07 July 2014

Capital Gains Tax

Watch Andrew Goldstone, Partner and Head of Tax talk about 'Capital Gains Tax'.


Mishcon de Reya

Capital Gains Tax

What is the Government proposing to change?

Andrew Goldstone
Head of Tax

The Government wants to introduce a new tax charge where non-residents who sell a UK residential property make a profit until now those non-residents have been exempt from tax.

Why Change?

First of all they want to raise tax and I think they think that there have been large gains on properties and non-residents until now have avoided paying tax on those profits.  My point though is that will it raise as much as they hope because if you ever tax an activity, people tend to do less of that activity and that means there is a risk that non-residents simply won’t sell the properties and what happens then estate agents lose out, solicitors, removal companies, all the people that make money from sales.  They pay tax, they pay VAT so it may not raise that much.  Secondly there is political expediency.  Clearly it is a vote winner to make non-residents pay the same amount of tax as UK people.  Finally in London where probably most of the non-residents are buying property we’ve seen huge price rises in London and I think the Government thinks that this might depress demand, that may keep process down for the rest of the population.

Who will this change affect?

This change is going to affect non-resident owners of residential property but it is not just individuals, it is going to apply to companies, non-resident trustees and partnerships and it is going to apply to all property, all residential property of any value and it doesn’t matter whether its rented out or whether it is occupied by the owners or left empty.

Is this a major change for international individuals?

This is a very big change for international individuals because until now they have been exempt from capital gains tax when they sell UK property.  Now, the change brings the UK really in line with most of the other G20 countries but the question is, is this the slippery slope maybe to imposing capital gains tax on non-residents on other assets.

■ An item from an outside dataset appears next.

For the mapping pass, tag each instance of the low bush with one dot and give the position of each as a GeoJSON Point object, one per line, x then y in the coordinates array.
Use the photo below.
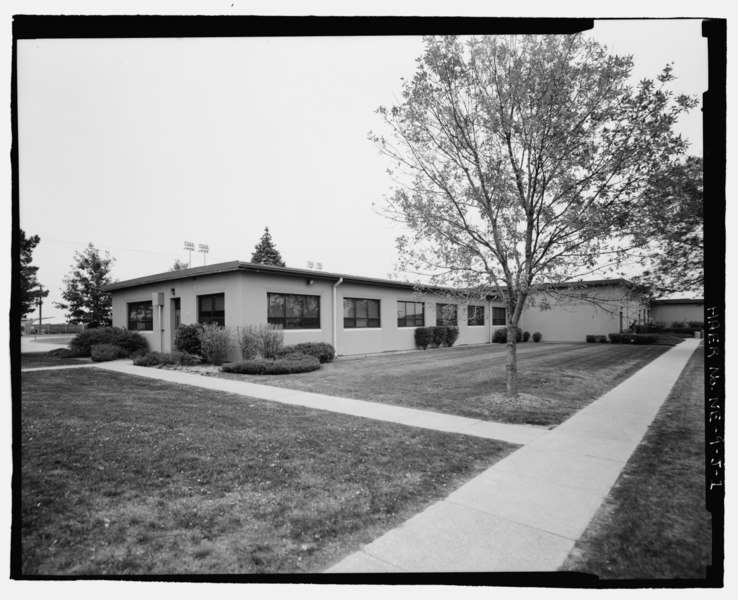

How does this consultation affect UK residents?

There is a rule that says that if you sell your main residence it is exempt from capital gains tax.  That applies to you and me.  Now if you have got two or more properties you are allowed to choose which of them is your main residence.  Now understandably the Government is concerned that if they are trying to impose capital gains tax on let’s say, a Saudi who owns a property here, well if that Saudi was allowed to choose between his Saudi property and his London property, he will choose his London property to be his main residence.  That way he would avoid capital gains tax and so the Government are proposing that nobody will be allowed to make an election any more where they have two or more homes.  That’s going to affect all of the UK residents that own two or more properties so if I own a London flat and a little place in the country, I won’t be able to make the choice anymore.  In my view this is going to have a huge effect on a lot of UK residents who are really not the subject of this consultation and it’s a major change that really is being brought in by the back door.

What happens next?

The proposals were announced in Autumn 2013.  There will be a year or so of consultation and discussion and they are expected to come in in April 2015.  Now we at Mishcon de Reya, we’ve been busy lobbying, myself and one of my partners are on committees that are speaking to the Inland Revenue trying to make the rules work.  We know we can’t change the policy but I genuinely think that the Inland Revenue have not understood some of the intricacies and the practicalities of implementing this in a sensible and a fair way.